Stand up for the champions
hello blog. i write you from the kitchen table on the monday before the thursday i go home. my gray cat that lives on the balcony across from me just went inside, so i'm pretty sure it's about to start raining again. i just got back from a ten-day trip to berlin, copenhagen, and prague, and my feet feel like i actually walked from city to city instead of flying. sometimes when i write this blog i sound like a failed stand-up comic.
berlin is absolutely incredible. i think it might be the biggest city in the world. it seems like it goes on forever, not in the consistently fading identical ugly athens apartment building way but sort of sporadically being pieced together by someone from thousands of other cities and neighborhoods and decades. it gives the feeling of changing constantly, like at any time there are too many things going on for you to possibly choose from. i can see myself living in berlin. not someday, but now. i think i could comfortably move there right now, despite my lacking german. i say comfortably as though the moving process is something i handle well, which is entirely a lie. my life is packed in boxes and piled on the floor of my room and the walls are bare and i really can't stand it.
i should tell you about copenhagen and prague, but it would be more fun with pictures and i can't put any up now because my computer, ronnie, went into a coma about a month ago. hopefully i can put some up after i get home. i've been taking some kind of scrambly last minute photos around ferrara, and every time my shutter clicks and the photo i just took reappears on the screen everything looks ten years older than i remember.

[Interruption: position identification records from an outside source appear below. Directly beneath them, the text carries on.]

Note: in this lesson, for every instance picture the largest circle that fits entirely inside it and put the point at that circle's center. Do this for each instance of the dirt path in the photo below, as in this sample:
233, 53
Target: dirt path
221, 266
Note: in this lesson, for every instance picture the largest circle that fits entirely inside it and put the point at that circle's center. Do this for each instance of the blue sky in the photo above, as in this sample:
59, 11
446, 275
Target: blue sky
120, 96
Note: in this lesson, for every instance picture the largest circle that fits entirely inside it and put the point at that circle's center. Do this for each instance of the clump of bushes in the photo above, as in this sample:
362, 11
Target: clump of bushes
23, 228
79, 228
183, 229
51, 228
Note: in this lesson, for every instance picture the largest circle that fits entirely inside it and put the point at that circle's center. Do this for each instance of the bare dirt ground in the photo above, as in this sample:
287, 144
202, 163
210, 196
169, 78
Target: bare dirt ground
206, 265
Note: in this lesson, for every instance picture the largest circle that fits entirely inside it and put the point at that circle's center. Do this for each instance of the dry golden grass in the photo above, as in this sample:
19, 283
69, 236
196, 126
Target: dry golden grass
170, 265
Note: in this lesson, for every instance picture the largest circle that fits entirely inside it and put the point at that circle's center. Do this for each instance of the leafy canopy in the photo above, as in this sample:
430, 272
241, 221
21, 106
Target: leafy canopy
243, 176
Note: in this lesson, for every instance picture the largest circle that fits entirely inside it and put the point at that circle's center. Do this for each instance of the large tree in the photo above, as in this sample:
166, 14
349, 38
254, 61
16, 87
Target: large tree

i will at least tell you that ann and i look(ed) scandinavian with this refreshing sun/wind burn on our faces and even lighter blonde hair, food for the squardos back in ferrara, while in copenhagen we fit right in. the city is quieter than stockholm, but apparently if you're a beautiful young couple you move to copenhagen and push around a surprisingly elegant baby carriage. in prague i felt like i was running into kanzulaaks all over the place. i kept seeing my grandmother, strangely. all of the bakeries make kolackys but they're round.